Generally, today’s numbers expectedly reflected the May decline in consumer activity. Quarantine in the United States began to gradually weaken only in the second half of last month, so inflation dynamics a priori could not be positive. Nevertheless, the May result turned out to be worse than the already pessimistic forecasts. In particular, the general consumer price index in monthly terms, with a growth forecast of up to 0.2%, was in the negative area again, dropping to -0.1%. Experts expected to see the general CPI at around 0.2% in annual terms, while the figure came out at around 0.1%. Core inflation, excluding food and energy prices, was also disappointing. In monthly terms, the core index dropped to -0.1% and – to 1.2% in annual terms.
It is worth recalling that other inflation indicators were also far from satisfactory. One of the most important indicators for the US regulator – the PCE Price Index, increased by only 0.5% in annual terms last April, while the core index (excluding food and energy prices) increased by only one percent.
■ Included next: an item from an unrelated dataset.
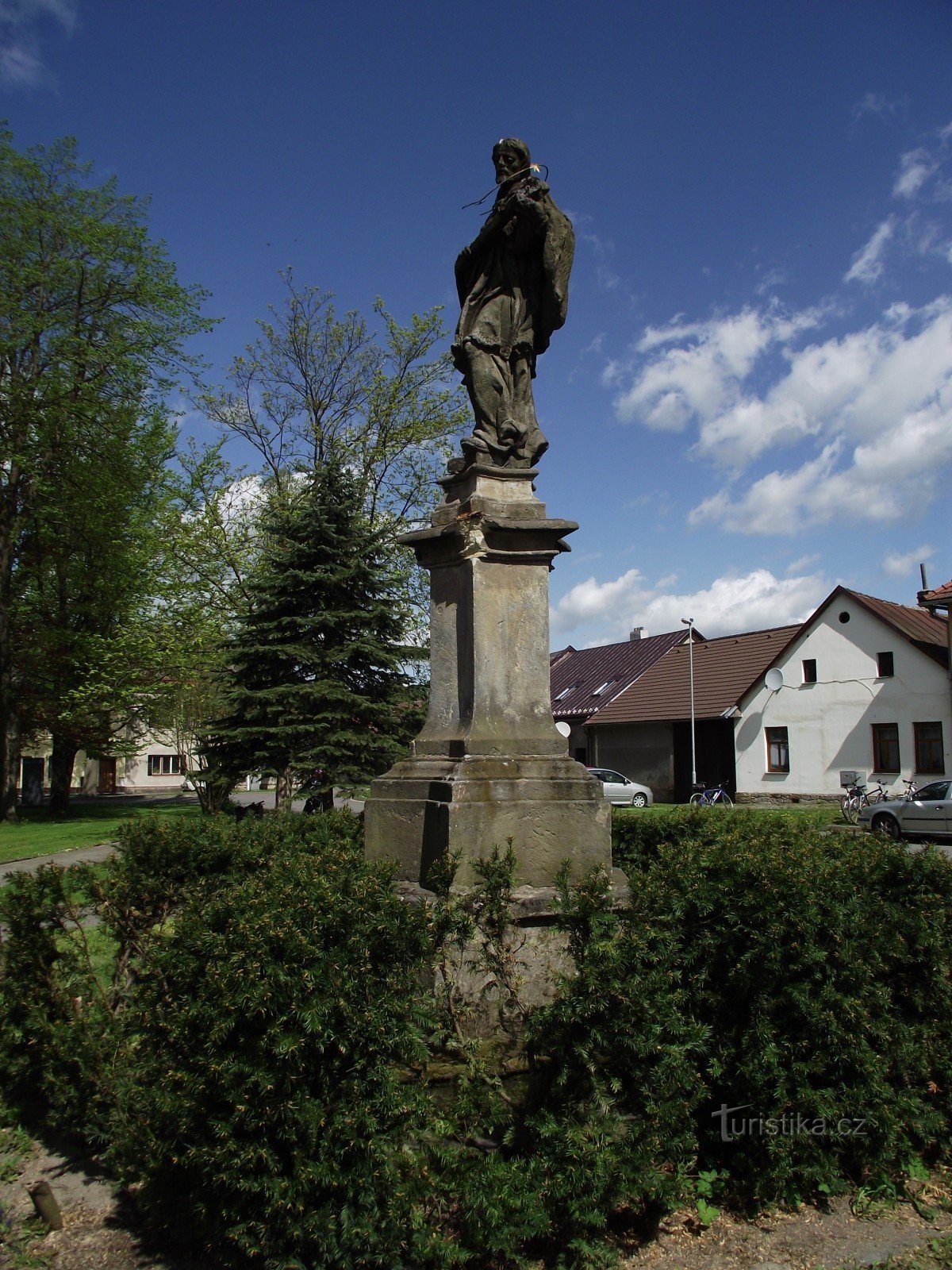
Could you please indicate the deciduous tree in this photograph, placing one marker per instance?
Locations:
(93, 321)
Consumer inflation (CPI) collapsed to 0.3% y / y from the previous level of 1.5%. PPI inflation also slowed more than predicted: according to the latest data (May figures will be published only on Thursday), the producer price index slowed in April to -1.3% mom, while experts expected it to be -0.5%. Excluding food and energy, the situation is no better: -0.3% (with a forecast decline to -0.1%). On an annualized basis, a similar dynamic was recorded: The indicators came out in the “red zone” in both monthly and annual terms, significantly not reaching forecast values. Salaries were also disappointing. According to the latest Nonfarms, the indicator of average hourly wages on a monthly basis collapsed into the negative area in May, and immediately to -1%. The indicator of real average hourly earnings also “pumped up” – it increased by 6.5% (y/y) with a forecast growth of up to 7.6%. Weak growth rates in the level of wages negatively affected the growth rate of inflation.
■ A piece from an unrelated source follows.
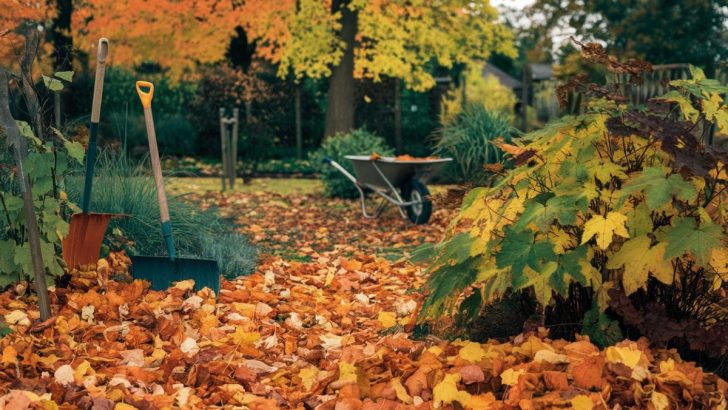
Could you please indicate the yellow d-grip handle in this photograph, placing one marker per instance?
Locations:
(147, 96)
The arguments listed above indicate that strong Nonfarms will not save the dollar: the Federal Reserve will most likely maintain the “dovish” mood today. However, it is difficult to say how exactly it will be expressed. According to some analysts, Powell will confine himself to general phrases about the readiness to use “all available tools” (without any specifics). According to other experts, the US regulator will follow the footsteps of its colleagues from the Bank of Japan and the Reserve Bank of Australia, which control the yield curve of the Treasuries. Today, the head of the Fed may announce the implementation of this scenario. The Federal Reserve may also voice a forecast that it will raise rates no earlier than the year 2022. Some expect from the Central Bank and more “dovish” attitude: a forecast on an increase in the rate “not earlier than in 2023” + limitation on the yield of treasury bonds.
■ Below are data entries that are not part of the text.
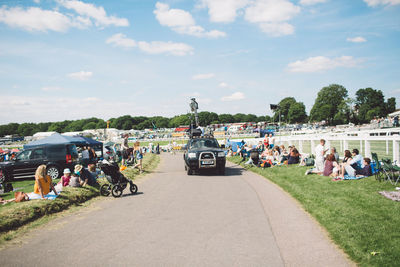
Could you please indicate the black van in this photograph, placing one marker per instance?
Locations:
(55, 157)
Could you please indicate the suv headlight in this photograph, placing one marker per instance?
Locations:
(191, 155)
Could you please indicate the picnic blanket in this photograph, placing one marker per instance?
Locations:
(49, 196)
(392, 195)
(347, 177)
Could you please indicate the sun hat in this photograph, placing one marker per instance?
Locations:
(78, 168)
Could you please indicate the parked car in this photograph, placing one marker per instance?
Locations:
(56, 157)
(110, 153)
(204, 152)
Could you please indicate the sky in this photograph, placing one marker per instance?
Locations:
(69, 59)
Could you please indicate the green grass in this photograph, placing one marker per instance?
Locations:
(13, 215)
(357, 217)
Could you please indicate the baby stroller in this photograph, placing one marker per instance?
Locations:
(117, 181)
(255, 156)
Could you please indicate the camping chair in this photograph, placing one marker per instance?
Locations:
(378, 172)
(391, 171)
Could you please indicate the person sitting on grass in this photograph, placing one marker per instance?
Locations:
(92, 170)
(294, 156)
(85, 176)
(75, 181)
(43, 182)
(331, 166)
(351, 166)
(66, 177)
(366, 170)
(347, 156)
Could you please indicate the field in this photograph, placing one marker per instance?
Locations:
(358, 219)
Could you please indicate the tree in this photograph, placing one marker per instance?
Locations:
(284, 106)
(239, 117)
(89, 126)
(391, 105)
(371, 103)
(297, 113)
(226, 118)
(326, 105)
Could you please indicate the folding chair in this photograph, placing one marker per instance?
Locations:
(378, 172)
(392, 171)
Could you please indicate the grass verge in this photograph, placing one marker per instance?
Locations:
(15, 215)
(358, 219)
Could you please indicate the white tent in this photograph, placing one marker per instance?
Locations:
(396, 113)
(41, 135)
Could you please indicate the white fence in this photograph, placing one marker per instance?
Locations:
(386, 143)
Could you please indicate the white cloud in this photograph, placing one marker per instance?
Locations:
(176, 49)
(53, 108)
(271, 11)
(155, 47)
(277, 29)
(182, 22)
(321, 63)
(311, 2)
(98, 14)
(223, 10)
(51, 89)
(233, 97)
(35, 19)
(81, 75)
(374, 3)
(203, 76)
(272, 16)
(121, 40)
(357, 39)
(223, 85)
So, the dollar is now trading amid weak US inflation and awaiting the Fed’s verdict. In general, the dollar only responds to numerous rumors, following the saying “fears have large eyes.” This means that when you are scared of something, your mind will make it bigger and scarier than it really is. However, if the Fed is implementing the most “dovish” scenario out of all the scenes discussed tonight, the EUR/USD pair will not only enter the 14th figure, but will also test the resistance level of 1.1440, which corresponds to the upper line of the Bollinger Bands indicator on the daily chart. Otherwise, the indicated pair will be followed by a correctional pullback to the support level of 1.1240 (Tenkan-sen line on the daily chart).